The pro-choice people portray pro-life people as being against abortion in all circumstances which is patently false. I believe even the most ardent conservative would accept abortion in the cases of rape, incest, or if the mother’s life was in danger. What conservatives object to is the use of abortion as a means of birth control because the pregnancy happened to occur at an “inconvenient” time in that person’s life. Given the availability of contraception choices, that argument is pretty null and void. Quite frankly, I would rather Planned Parenthood provide contraception to the poor rather than abortions. At least then, the “Planned” makes greater sense.

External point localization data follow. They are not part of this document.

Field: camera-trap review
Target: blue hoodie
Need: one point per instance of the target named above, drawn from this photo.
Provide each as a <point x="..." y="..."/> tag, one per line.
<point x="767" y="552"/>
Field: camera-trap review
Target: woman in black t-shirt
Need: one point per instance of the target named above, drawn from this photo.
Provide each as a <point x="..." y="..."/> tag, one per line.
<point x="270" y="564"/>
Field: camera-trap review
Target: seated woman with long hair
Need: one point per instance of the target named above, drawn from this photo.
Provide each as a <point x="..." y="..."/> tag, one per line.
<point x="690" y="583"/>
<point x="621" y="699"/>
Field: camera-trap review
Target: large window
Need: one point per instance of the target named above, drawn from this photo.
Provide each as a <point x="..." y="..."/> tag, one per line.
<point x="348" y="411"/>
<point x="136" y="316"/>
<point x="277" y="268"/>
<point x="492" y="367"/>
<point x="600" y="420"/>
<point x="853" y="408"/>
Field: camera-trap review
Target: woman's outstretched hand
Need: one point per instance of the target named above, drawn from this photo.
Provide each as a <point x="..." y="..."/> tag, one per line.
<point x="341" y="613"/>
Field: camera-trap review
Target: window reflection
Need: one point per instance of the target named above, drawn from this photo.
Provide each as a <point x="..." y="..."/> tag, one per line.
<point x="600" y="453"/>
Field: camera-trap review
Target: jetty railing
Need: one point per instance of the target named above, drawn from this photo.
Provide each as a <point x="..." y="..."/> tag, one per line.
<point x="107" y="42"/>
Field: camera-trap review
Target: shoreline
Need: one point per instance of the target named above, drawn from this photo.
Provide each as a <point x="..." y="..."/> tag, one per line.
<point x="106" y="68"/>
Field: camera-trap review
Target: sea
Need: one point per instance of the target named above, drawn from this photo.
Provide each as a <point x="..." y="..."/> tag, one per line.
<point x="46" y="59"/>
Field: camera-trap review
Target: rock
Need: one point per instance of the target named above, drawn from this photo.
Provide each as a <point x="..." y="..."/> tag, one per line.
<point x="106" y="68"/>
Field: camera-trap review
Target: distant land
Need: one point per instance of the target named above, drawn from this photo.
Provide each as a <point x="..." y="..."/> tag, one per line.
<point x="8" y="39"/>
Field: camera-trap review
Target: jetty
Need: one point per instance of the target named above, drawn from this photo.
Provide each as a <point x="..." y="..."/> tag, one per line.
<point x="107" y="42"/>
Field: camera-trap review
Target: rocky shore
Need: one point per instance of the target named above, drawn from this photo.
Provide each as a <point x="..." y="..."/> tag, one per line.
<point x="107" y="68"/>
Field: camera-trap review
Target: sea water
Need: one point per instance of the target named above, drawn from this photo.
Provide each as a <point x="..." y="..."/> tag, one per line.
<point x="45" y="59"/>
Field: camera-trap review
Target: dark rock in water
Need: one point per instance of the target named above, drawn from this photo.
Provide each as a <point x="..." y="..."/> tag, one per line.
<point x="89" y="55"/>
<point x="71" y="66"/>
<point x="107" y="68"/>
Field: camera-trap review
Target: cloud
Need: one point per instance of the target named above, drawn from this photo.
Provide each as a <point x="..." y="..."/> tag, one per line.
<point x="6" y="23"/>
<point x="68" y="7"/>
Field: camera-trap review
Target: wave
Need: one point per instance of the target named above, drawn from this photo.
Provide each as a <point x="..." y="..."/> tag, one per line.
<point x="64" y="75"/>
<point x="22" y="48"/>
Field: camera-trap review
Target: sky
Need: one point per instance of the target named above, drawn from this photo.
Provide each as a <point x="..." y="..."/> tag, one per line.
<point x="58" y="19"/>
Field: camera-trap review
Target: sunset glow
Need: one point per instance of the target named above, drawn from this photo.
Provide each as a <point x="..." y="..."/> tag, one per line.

I realize that missing in this conversation is when life begins. Obviously with advances in medical technology and neonatal care, the age of viability and trimester approach is no longer applicable, just as the dissent in Roe predicted. Over the years- the history of which can be obtained by reading the bulk of Roe- viability, quickening and a host of other criteria have been used and discarded. Should we take the easy step and assert that life begins at conception? I do not know the answer to that. Is it when a fetus can feel pain or when it has a functional central nervous system? These are issues that do not easily (it would appear) lend themselves to definitive resolution. At some point, a “decision” would have to be “made” so that the parameters of any resulting law would have a framework to define the state’s interest in regulation. But, I would put forth the theory that the people, through referendum or their elected officials, are better prepared to make those decisions, rather than judges.
I do not consider myself “”pro-life” in the vernacular sense of that phrase. Personally, I believe abortion should be made available to liberals lest we have future liberals (just a joke). That is, you will not find me holding signs outside abortion clinics or marching on Washington. By the same token, I do not believe that removing the question of abortion from the political branches and vesting its fate in the hands of the judiciary is the correct answer either. If the state were to place a Mississippi-like referendum on my state ballot, I would likely vote for it. However, I would accept the will of the majority of voters which is how a democracy or republic operates. Some may argue that putting such an issue up to a vote is inherently and morally wrong. But, any law, when one really thinks about it, is a statement of morality and moral choices one way or another. The end result is that Roe v. Wade is hardly settled law. It is constitutionally flawed.
It should not go unmentioned that the current US Supreme Court has not heard an abortion case in several years. This can be interpreted as Roberts either avoiding the issue or simply waiting for the correct vehicle to tackle the issue. There are a number of laws being contested in lower courts that may fit the latter choice. However, should Roe v. Wade be overruled in the future, it will not bring about the great debacle feminists predict just as predictions in other areas have not resulted in deleterious, practical results. It will simply return the issue to the political arena where it rightfully belonged all along.